Quando ha ottenuto la parte Monteith era pulito, pur sentendo presto di non essere all'altezza delle aspettative degli altri. Non era un cantante professionista, non era un ballerino provetto, e ha iniziato a sentirsi inadeguato trovando rifugio nell'alcol, nella droga e negli antidepressivi fino a quando non ha messo al corrente lo showrunner Ryan Murphy della situazione che, fortunatamente, gli ha concesso la possibilità di disintossicarsi comparendo in molti meno episodi nella quarta stagione della serie. Lì, però, succede l'impensabile: Monteith viene ritrovato morto in una stanza d'albergo per overdose, e la cosa non può che scuotere il magico mondo che la serie sembrava aver creato allo scopo di nascondere sotto al tappeto il marciume che la consumava. Da quel momento in avanti le cose precipitano: i membri del cast vengono richiamati sul set di Glee dopo appena due settimane dalla notizia della morte di Cory, e pare che a contribuire fortemente a questa decisione sia stata Lea Michele, che con Cory Monteith ha anche intrattenuto una storia nonostante, dicono i testimoni interrogati nel documentario, fossero completamente diversi: lui schivo e insicuro, lei determinata e autoritaria al punto da aver detto alla produzione di non volere che una comparsa pranzasse allo stesso tavolo dei membri principali del cast. 
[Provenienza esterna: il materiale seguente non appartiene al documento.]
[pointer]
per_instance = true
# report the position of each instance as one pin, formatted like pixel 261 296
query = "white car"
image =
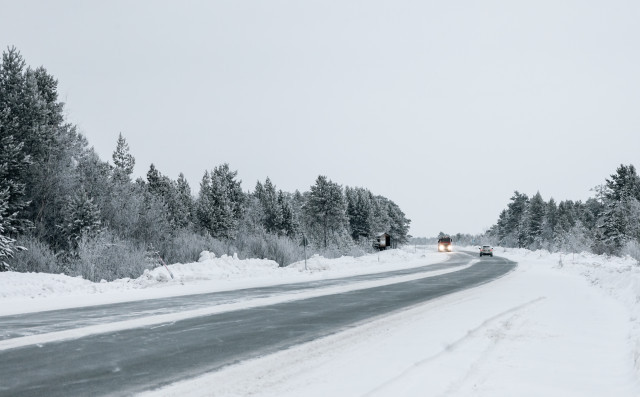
pixel 486 250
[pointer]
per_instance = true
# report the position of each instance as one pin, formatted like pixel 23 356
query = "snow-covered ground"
pixel 30 292
pixel 559 325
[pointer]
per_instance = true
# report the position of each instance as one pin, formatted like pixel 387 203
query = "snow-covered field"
pixel 559 325
pixel 29 292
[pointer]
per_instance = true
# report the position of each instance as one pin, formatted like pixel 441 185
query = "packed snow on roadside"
pixel 559 325
pixel 29 292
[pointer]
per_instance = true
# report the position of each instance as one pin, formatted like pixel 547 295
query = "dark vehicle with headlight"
pixel 444 244
pixel 486 250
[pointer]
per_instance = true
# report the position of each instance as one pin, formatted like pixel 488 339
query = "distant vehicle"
pixel 486 250
pixel 444 244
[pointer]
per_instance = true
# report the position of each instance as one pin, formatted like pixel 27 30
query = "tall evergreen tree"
pixel 220 202
pixel 326 208
pixel 123 161
pixel 82 219
pixel 535 221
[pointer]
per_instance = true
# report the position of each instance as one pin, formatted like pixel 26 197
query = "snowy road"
pixel 135 359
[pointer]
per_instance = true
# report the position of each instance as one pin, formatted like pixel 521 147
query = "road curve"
pixel 134 360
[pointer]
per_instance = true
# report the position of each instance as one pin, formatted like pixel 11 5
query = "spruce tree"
pixel 82 219
pixel 123 161
pixel 535 222
pixel 220 203
pixel 325 209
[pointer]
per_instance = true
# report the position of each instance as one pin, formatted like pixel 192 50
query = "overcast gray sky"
pixel 445 107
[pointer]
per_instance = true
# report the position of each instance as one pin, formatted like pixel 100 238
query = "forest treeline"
pixel 608 223
pixel 63 209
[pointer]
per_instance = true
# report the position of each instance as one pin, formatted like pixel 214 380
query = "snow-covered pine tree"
pixel 535 222
pixel 288 225
pixel 513 229
pixel 184 208
pixel 82 219
pixel 359 211
pixel 7 244
pixel 620 193
pixel 399 229
pixel 325 209
pixel 272 210
pixel 220 202
pixel 123 161
pixel 13 166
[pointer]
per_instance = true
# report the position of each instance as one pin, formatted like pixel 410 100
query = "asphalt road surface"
pixel 134 360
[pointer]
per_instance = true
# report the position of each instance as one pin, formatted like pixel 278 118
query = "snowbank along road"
pixel 131 347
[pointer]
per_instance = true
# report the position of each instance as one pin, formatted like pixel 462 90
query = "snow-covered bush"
pixel 186 246
pixel 108 257
pixel 37 257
Mark Salling e Naya Rivera. Scomparsi rispettivamente nel 2018 e nel 2020Michael Buckner/Getty Images

Come sappiamo, non finisce però qui, visto che diversi membri del cast tecnico iniziano a stare male - due muoiono di infarto e altri due si tolgono la vita - e visto che due nuove tragedie sono pronte a chiedere il conto a una serie che ha continuato a far parlare di sé ben oltre la sua chiusura. La prima riguarda l'attore Mark Salling che, accusato di possedere materiale pedopornografico all'interno del suo computer, si impicca in un boschetto dimenticato da dio nel 2018, e la seconda riguarda l'attrice Naya Rivera, che nel 2020, in gita in barca con suo figlio sul lago Piru, affoga nell'acqua dolce dopo aver usato le sue ultime energie per salvare la vita del suo bambino mettendolo al sicuro sull'imbarcazione - nel suo sangue sono state trovate tracce di Diazepam, un antidepressivo, di Fentermina, un farmaco anoressizzante, ma anche di Etanolo che, probabilmente, è stato rinvenuto perché il corpo è stato ammollo nell'acqua per ben cinque giorni -. L'immagine del cast della serie stretto in un abbraccio con lo sguardo rivolto al lago per darle l’ultimo saluto sulla riva è forse una delle più potenti e più dolorose mai viste, anche se Glee ha continuato a rendere turbolenta la vita di altre persone coinvolte nelle sue spire. Come l'attrice Melissa Benoist, che nel 2020 ha rivelato su Instagram di essere stata vittima di violenza domestica nel periodo in cui era fidanzata con un altro membro del cast, l'attore Blake Jenner. Ripetiamo, di maledizione non possiamo e non vogliamo parlare, ma chiedersi se questi ragazzi catapultati improvvisamente verso il successo sarebbero potuti essere più tutelati e protetti anziché mandati al macello in nome del profitto è oltremodo lecito. La maledizione rende tutto più sopportabile e dà senso a qualcosa che sembra insensato, ma non è la risposta per nulla. Né per le vittime né per i fan.